McCune Smith Café
A historical theme may run through the menu but McCune Smith is very forward thinking in terms of its intelligent dishes and ethical, local sourcing.
James McCune Smith was an intellectual, abolitionist, and first African American to hold a medical degree. The café bearing his name is a classy combination of lovingly sourced food and history, with particular regard to Glasgow’s East End. There’s a massive commitment to local sourcing, like non-homogenised milk from Mossgiel Farm in Ayrshire (on Robert Burns’ old land). Struck by the quality and ethos, manager Harrie Burnie spread the word among other independent cafés to champion the now-thriving farm. This place is consistently impressive. Coffee is grand, served at the correct (not piping hot) temperature. Sandwiches are full-on artisan – their own marinated jerk chicken, or a bagel (baked in-house) with spiced seasonal veg and hummus. Vibrancy and freshness pervades. Brunch sees hand-pressed tattie scones (an utterly superior experience), and vegan alternatives aplenty. A real gift for the East End – though it’s so near High Street it’s practically the Merchant City.
- Delivery: corporate/group catering only
- Provides: Vegetarian options (at least ¼ main courses), Children's portions, Children's high chairs, Wheelchair access, Outdoor tables, Free wi-fi
- Music on stereo: Typically alternative and easy going
- Capacity: 26 (4 outdoors)
- Largest group: 26
- Open since: 2013
Reviews & features
Table Talk: Dan Taylor on the History of High Street16 Sep 2015
The owner of McCune Smith Café talks about his passion for Glasgow’s past
McCune Smith, my café just off High Street, was conceived after a slave walk with the author of It Wisnae Us, Stephen Mullen. His tour used architecture to illustrate the city’s involvement in slavery. I was not only struck by how architecture is so…

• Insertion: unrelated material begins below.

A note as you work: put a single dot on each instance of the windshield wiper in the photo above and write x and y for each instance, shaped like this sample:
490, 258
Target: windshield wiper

Food review: McCune Smith Café25 Sep 2013
The thought-provoking venue that breathes new life into a dining-out dead-zone in Glasgow's east end
This Duke Street premises just off the High Street was originally taken over by former GSA student Dan Taylor as a design studio, until spiralling costs necessitated a radical business re-think. When a friend suggested opening a café, of which…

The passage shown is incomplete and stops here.